[PATCH 04/11 v3] sched/fair: Add new cfs_rq.h_nr_runnable

Vincent Guittot posted 11 patches 3 weeks, 3 days ago
[PATCH 04/11 v3] sched/fair: Add new cfs_rq.h_nr_runnable
Posted by Vincent Guittot 3 weeks, 3 days ago
With delayed dequeued feature, a sleeping sched_entity remains queued in
the rq until its lag has elapsed.

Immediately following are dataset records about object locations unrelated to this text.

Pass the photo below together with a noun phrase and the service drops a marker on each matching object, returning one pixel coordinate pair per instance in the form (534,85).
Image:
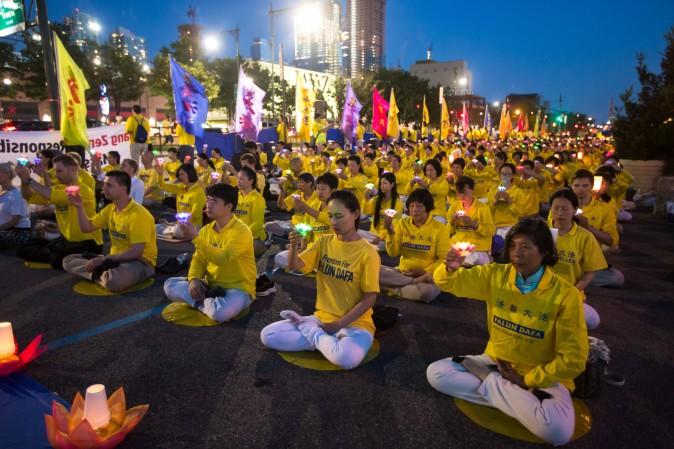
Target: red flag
(379,114)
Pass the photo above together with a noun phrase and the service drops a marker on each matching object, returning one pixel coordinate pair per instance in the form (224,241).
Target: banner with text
(27,144)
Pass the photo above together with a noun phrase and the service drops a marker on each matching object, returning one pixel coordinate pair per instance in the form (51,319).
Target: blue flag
(190,99)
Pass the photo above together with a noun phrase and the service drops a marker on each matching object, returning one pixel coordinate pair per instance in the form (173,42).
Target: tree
(8,69)
(646,128)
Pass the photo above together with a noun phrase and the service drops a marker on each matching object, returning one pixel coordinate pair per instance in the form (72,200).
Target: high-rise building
(454,76)
(366,26)
(259,50)
(131,44)
(83,29)
(318,37)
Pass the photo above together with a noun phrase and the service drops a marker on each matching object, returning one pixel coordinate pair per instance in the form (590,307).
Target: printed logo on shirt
(566,256)
(416,247)
(117,235)
(522,330)
(335,268)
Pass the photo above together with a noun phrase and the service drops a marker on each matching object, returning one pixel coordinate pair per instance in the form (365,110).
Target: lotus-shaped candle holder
(463,249)
(303,229)
(183,217)
(68,430)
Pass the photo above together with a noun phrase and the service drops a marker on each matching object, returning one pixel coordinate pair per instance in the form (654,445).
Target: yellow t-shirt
(66,214)
(439,189)
(132,225)
(531,195)
(225,258)
(344,272)
(506,214)
(578,252)
(132,124)
(480,237)
(250,210)
(385,204)
(541,333)
(190,199)
(420,248)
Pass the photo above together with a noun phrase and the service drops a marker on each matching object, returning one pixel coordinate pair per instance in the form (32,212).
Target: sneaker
(263,288)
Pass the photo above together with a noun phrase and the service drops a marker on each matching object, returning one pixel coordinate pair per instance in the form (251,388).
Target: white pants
(346,348)
(371,238)
(591,317)
(221,308)
(551,420)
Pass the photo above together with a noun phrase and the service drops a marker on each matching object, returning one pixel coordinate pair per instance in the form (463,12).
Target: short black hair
(348,200)
(566,194)
(435,164)
(121,178)
(225,192)
(422,196)
(329,180)
(190,171)
(539,233)
(464,181)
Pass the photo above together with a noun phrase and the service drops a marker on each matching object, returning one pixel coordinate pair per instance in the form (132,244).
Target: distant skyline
(583,51)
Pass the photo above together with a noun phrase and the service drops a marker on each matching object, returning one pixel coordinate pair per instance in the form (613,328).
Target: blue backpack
(141,133)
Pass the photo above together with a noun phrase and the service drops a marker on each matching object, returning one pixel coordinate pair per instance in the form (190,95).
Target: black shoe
(265,288)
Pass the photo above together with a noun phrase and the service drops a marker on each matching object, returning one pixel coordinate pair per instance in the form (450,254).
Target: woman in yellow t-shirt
(347,282)
(579,253)
(537,336)
(250,208)
(377,207)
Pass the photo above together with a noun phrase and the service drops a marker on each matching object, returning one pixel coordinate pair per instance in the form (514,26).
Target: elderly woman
(537,336)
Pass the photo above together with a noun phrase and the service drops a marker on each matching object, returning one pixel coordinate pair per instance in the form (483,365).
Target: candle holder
(73,430)
(183,217)
(11,360)
(463,249)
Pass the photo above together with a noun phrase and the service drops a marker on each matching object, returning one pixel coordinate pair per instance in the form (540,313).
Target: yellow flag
(304,110)
(393,127)
(444,121)
(72,85)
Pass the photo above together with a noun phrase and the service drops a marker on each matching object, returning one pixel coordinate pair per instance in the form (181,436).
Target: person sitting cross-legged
(347,282)
(133,250)
(537,336)
(221,279)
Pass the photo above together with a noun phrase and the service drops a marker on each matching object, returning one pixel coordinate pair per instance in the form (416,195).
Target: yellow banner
(73,104)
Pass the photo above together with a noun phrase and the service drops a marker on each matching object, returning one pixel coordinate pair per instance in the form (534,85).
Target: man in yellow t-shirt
(140,140)
(133,241)
(72,239)
(221,279)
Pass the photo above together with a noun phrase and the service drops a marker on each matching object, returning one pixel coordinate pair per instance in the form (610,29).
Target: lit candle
(183,217)
(7,346)
(96,409)
(303,229)
(463,248)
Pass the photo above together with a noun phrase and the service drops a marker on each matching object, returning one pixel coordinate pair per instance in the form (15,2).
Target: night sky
(583,50)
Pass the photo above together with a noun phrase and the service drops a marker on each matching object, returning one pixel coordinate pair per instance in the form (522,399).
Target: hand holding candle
(183,217)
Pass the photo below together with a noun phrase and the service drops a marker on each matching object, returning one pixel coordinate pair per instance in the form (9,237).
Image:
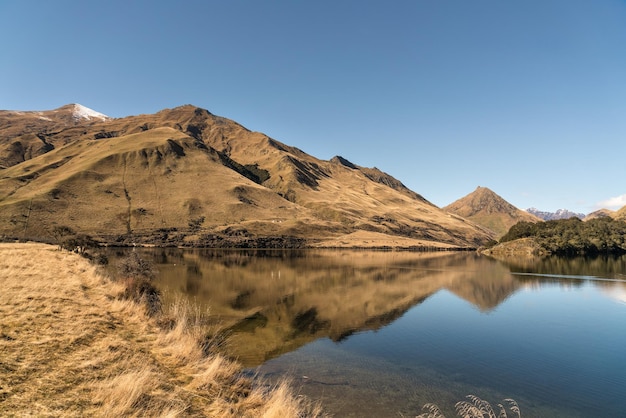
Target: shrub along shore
(71,344)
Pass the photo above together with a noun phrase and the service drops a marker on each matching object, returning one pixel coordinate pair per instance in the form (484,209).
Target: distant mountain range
(488,209)
(559,214)
(184,176)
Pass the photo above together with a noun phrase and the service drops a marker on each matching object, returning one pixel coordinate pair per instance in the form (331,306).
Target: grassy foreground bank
(69,346)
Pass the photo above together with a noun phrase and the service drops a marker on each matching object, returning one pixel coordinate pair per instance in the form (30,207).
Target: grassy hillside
(488,209)
(71,347)
(185,176)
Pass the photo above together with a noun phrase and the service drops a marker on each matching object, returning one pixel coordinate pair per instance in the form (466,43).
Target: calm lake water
(379,334)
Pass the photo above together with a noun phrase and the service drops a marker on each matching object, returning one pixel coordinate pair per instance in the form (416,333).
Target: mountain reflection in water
(272,302)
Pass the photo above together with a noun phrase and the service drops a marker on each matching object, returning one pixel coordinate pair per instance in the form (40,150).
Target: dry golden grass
(70,347)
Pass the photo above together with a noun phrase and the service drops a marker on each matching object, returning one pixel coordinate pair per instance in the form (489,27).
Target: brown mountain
(486,208)
(184,175)
(599,214)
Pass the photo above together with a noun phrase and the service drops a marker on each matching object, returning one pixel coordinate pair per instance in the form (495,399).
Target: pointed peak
(83,112)
(79,113)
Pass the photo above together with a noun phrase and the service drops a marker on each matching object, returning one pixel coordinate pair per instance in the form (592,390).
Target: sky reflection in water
(380,334)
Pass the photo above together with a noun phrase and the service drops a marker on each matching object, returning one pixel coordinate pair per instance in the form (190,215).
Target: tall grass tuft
(138,275)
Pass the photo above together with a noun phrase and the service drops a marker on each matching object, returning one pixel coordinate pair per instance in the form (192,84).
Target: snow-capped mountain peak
(82,112)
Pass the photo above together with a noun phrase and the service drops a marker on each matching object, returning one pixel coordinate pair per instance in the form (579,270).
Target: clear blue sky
(527,97)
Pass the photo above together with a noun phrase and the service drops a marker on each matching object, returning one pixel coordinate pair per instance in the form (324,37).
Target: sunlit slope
(148,173)
(488,209)
(156,179)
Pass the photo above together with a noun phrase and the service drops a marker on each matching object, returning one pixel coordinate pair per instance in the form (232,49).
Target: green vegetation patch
(573,236)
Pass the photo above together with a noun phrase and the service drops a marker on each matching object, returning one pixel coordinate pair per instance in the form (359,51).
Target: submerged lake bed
(373,333)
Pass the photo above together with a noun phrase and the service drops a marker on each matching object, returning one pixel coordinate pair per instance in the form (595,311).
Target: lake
(379,334)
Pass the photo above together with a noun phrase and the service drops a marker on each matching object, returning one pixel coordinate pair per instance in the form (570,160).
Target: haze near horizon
(525,99)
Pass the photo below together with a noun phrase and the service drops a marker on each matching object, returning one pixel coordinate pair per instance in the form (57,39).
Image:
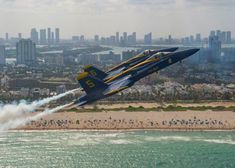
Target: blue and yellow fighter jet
(93,71)
(97,89)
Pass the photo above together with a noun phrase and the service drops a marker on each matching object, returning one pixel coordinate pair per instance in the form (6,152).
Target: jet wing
(118,86)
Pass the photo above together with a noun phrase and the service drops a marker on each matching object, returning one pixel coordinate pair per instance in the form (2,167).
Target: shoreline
(121,130)
(122,121)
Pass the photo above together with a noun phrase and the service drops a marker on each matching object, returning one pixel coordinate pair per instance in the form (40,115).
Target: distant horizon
(179,18)
(139,37)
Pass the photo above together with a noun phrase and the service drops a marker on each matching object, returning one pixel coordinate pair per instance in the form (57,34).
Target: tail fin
(90,83)
(93,71)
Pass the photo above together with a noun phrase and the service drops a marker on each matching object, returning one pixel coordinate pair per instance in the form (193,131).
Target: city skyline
(161,17)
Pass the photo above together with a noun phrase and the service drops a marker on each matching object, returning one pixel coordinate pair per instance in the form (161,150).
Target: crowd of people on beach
(113,123)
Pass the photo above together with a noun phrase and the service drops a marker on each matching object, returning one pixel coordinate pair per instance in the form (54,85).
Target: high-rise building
(212,33)
(19,36)
(52,38)
(215,48)
(125,38)
(2,55)
(134,38)
(148,38)
(117,38)
(223,37)
(7,37)
(228,37)
(218,33)
(191,39)
(57,35)
(43,36)
(198,37)
(26,52)
(34,35)
(49,36)
(96,38)
(82,38)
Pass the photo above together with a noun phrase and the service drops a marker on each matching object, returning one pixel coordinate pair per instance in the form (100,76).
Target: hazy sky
(105,17)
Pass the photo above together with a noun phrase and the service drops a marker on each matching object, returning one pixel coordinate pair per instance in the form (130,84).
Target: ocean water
(138,149)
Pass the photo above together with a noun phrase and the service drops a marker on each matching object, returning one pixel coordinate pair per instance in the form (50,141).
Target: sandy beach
(188,120)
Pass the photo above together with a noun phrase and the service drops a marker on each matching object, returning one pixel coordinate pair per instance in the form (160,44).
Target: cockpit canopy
(159,55)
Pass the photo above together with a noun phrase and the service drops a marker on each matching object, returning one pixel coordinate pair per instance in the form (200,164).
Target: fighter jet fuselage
(97,89)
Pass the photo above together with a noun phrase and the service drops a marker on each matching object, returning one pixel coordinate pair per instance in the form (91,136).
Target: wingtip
(82,75)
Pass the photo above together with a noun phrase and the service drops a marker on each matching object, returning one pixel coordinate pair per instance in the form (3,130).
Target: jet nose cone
(189,52)
(185,53)
(193,51)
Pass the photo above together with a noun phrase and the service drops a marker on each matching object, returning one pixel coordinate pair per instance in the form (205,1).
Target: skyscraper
(19,36)
(148,38)
(57,35)
(125,38)
(43,37)
(7,37)
(212,33)
(134,38)
(2,55)
(26,52)
(96,38)
(34,35)
(49,36)
(52,38)
(215,48)
(198,37)
(228,37)
(117,38)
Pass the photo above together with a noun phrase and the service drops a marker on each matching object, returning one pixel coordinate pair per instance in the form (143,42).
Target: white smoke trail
(22,121)
(10,112)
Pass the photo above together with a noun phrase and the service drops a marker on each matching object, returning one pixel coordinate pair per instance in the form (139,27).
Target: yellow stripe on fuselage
(137,56)
(82,75)
(115,91)
(128,70)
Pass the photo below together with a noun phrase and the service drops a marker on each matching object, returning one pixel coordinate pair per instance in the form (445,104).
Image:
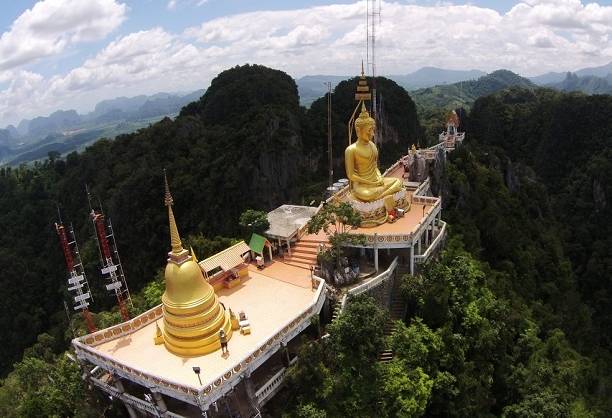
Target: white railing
(125,328)
(426,200)
(231,376)
(271,387)
(374,281)
(203,397)
(432,247)
(423,186)
(132,401)
(368,285)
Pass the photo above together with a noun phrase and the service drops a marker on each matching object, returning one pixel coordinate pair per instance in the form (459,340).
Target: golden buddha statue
(361,162)
(193,315)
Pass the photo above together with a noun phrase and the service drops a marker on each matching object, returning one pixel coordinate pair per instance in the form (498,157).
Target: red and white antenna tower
(77,282)
(109,258)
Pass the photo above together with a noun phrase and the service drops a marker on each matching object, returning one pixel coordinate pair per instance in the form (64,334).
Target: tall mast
(77,282)
(372,19)
(111,268)
(329,136)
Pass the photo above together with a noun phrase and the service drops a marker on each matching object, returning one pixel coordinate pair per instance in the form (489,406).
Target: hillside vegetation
(513,320)
(245,144)
(463,94)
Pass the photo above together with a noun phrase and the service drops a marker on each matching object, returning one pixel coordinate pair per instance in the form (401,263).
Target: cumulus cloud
(535,36)
(51,25)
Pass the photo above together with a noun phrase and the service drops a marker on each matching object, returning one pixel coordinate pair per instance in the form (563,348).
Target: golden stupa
(193,316)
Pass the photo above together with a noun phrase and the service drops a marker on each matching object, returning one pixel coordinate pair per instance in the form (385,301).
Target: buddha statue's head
(365,125)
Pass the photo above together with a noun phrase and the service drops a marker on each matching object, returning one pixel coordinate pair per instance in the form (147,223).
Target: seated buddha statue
(361,162)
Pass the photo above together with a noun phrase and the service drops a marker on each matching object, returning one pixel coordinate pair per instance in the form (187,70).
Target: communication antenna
(111,269)
(77,282)
(329,136)
(373,19)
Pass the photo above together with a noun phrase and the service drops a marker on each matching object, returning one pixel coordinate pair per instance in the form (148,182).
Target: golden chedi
(361,161)
(193,315)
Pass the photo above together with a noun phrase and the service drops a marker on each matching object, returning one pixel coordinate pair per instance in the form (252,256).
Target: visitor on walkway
(223,339)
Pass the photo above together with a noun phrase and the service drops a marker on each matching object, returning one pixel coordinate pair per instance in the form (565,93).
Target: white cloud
(51,25)
(535,36)
(173,3)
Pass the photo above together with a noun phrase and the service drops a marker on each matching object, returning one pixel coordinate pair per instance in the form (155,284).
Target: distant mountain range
(312,87)
(589,84)
(464,93)
(66,130)
(551,78)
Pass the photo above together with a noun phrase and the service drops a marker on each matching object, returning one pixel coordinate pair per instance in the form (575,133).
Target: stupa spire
(175,239)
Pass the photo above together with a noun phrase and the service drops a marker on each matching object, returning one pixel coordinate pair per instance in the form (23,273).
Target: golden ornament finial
(175,239)
(168,197)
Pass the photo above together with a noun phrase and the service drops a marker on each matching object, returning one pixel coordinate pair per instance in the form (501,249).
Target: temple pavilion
(169,361)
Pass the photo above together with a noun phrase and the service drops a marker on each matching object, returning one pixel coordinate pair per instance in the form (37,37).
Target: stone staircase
(304,253)
(397,311)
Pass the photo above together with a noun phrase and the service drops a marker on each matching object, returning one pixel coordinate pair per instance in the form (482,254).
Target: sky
(71,54)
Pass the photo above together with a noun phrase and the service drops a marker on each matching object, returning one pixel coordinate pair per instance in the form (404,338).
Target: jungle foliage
(514,320)
(242,145)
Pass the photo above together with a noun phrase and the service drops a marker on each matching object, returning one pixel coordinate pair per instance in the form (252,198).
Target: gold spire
(175,239)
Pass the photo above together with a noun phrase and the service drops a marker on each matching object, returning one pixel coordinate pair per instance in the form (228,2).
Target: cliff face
(398,126)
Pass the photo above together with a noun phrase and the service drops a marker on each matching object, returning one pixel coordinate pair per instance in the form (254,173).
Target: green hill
(463,94)
(245,144)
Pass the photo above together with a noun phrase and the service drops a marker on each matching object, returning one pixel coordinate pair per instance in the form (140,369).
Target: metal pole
(329,136)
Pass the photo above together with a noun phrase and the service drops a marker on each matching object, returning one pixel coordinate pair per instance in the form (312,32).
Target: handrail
(231,373)
(272,383)
(173,387)
(124,328)
(370,284)
(433,244)
(373,282)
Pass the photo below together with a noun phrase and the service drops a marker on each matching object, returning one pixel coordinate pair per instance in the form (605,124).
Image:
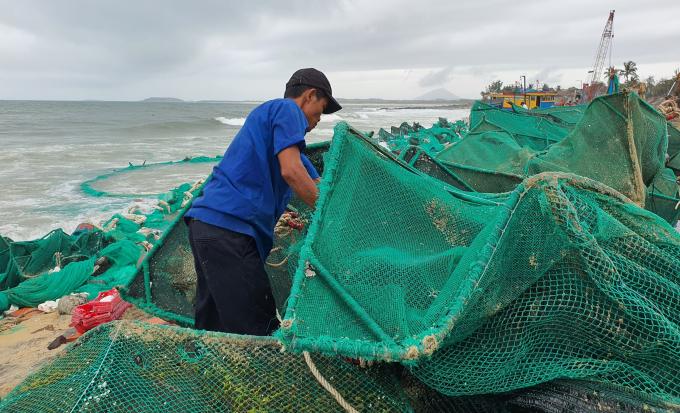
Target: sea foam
(231,121)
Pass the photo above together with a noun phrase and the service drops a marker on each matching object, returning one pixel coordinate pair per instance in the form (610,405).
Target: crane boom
(602,49)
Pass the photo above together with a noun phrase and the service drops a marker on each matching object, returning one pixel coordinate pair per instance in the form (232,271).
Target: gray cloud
(436,77)
(233,50)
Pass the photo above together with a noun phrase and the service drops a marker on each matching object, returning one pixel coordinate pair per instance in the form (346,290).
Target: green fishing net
(561,278)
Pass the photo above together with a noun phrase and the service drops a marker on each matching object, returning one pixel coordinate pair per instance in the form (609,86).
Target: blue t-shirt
(247,193)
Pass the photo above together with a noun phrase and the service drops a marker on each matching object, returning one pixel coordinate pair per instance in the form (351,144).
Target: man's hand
(297,177)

As a result, it stays also visible
in the statistics that are used to balance the system and in particular
the field cfs.h_nr_queued when the sched_entity is associated to a task.

Create a new h_nr_runnable that tracks only queued and runnable tasks.

Signed-off-by: Vincent Guittot <vincent.guittot@linaro.org>
---
 kernel/sched/debug.c |  1 +
 kernel/sched/fair.c  | 20 ++++++++++++++++++--
 kernel/sched/sched.h |  1 +
 3 files changed, 20 insertions(+), 2 deletions(-)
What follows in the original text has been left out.